There is the option of increasing the risk within the
portfolio further with the possibility of a higher return. This also comes with
an increased possibility of loss. The more risk within our portfolio the more
flexible and accepting we have to be of when we cash in our investment. If we
are solely focused on investing to beat our mortgage interest rate, we need to
be aware of what we can control and what we can’t control. If we do invest, what
happens if we need the money before the mortgage term is over? Are there exit
penalties? Will the market be down? We are at the mercy of investment markets at the time. Investing is discussed
in detail in Series 1 Episode 8 of the podcast.
Paying Off the Mortgage
Our mortgage repayment is likely to be one of our biggest ongoing expenses. I believe we become accustomed to our mortgage obligation over time and don’t fully appreciate the subconscious security, peace of mind and comfort of owning our own home debt free. Not to mention no longer having that monthly mortgage payment. The emotional and mental wellbeing of knowing we own our own home free of debt is a major milestone in life. A mortgage free property can become collateral against future borrowings, if required. It can also provide a passive income. Property as an asset class appreciates long term and is good protection against inflation. Debt is discussed in Series 1 Episode 5 of the podcast.
Time & Cost
Time is our most valuable asset and more specifically time we are fit and healthy. Our ability to choose what we do with our time is the ultimate freedom. Paying off the mortgage saves us paying interest. For example, €200,000 at 2.5% over 20 years costs us €54,353 in interest. Using our per hour after tax income, how many years will we need to work to pay for the interest alone? Not only that how much more could we enjoy our lives by saving or spending what used to be our mortgage payment?
It’s impossible to know where interest rates will go ahead of time but part of the attraction of paying off the mortgage is to minimize interest rate risk. If interest rates rise, we will pay more for our mortgage. Interest rates have been at historical lows for the last decade. Regardless of fixed or variable interest rates, if inflation begins to rise interest rate rises usually follow. If we pay off the mortgage our interest rate saving is guaranteed. Regardless of what happens we will always need a place to live, it is a basic need. If we do pay off the mortgage but it isn’t the entire outstanding balance, be sure to reduce the repayment and not shorten the term to maintain maximum flexibility.

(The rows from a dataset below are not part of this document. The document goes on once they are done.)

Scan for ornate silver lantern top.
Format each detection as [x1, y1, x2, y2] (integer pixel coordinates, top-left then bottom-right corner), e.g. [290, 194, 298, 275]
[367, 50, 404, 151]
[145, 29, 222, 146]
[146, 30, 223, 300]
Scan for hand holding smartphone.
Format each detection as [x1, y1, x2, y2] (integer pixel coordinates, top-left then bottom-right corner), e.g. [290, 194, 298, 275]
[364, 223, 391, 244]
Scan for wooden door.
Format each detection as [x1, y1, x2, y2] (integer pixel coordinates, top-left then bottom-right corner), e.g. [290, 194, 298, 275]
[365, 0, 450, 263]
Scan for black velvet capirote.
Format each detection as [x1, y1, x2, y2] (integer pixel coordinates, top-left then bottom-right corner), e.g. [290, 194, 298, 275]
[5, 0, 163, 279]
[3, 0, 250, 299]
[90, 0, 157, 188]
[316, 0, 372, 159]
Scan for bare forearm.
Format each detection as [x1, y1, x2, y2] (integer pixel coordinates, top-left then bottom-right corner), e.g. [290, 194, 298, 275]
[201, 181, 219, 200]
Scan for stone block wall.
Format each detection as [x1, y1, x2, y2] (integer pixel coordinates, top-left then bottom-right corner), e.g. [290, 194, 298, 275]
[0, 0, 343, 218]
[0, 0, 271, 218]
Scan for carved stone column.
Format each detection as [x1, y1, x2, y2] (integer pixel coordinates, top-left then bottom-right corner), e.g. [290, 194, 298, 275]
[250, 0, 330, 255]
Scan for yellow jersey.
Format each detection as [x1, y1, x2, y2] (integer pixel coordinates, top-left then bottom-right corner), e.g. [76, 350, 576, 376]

There are a number of variables at play when contemplating which option is best and therefore it will depend on your specific circumstances and appetite for risk.
In my opinion, investing to beat our mortgage interest rate isn’t a valid reason to invest. We wouldn’t borrow money to invest so why do it here? As outlined above there are a litany of hurdles to navigate and potential pitfalls outside of our control when it comes to pursuing an investment return in excess of our mortgage interest rate. It is possible to achieve an investment return that beats the return we would receive from paying off our mortgage, but I don’t believe it is probable. Many people can’t stomach the risk required to beat their mortgage interest rate. A lot needs to go right in the investment markets to obtain the required investment return within a ten-to-twenty-year time horizon. We can still roll the investment dice and hope it lands in our favour. I wish you the best of luck.
We can still choose to invest what would have been the monthly mortgage
repayment once the mortgage is paid off. Whether it makes mathematical sense or not, it's unlikely we will regret paying off our mortgage.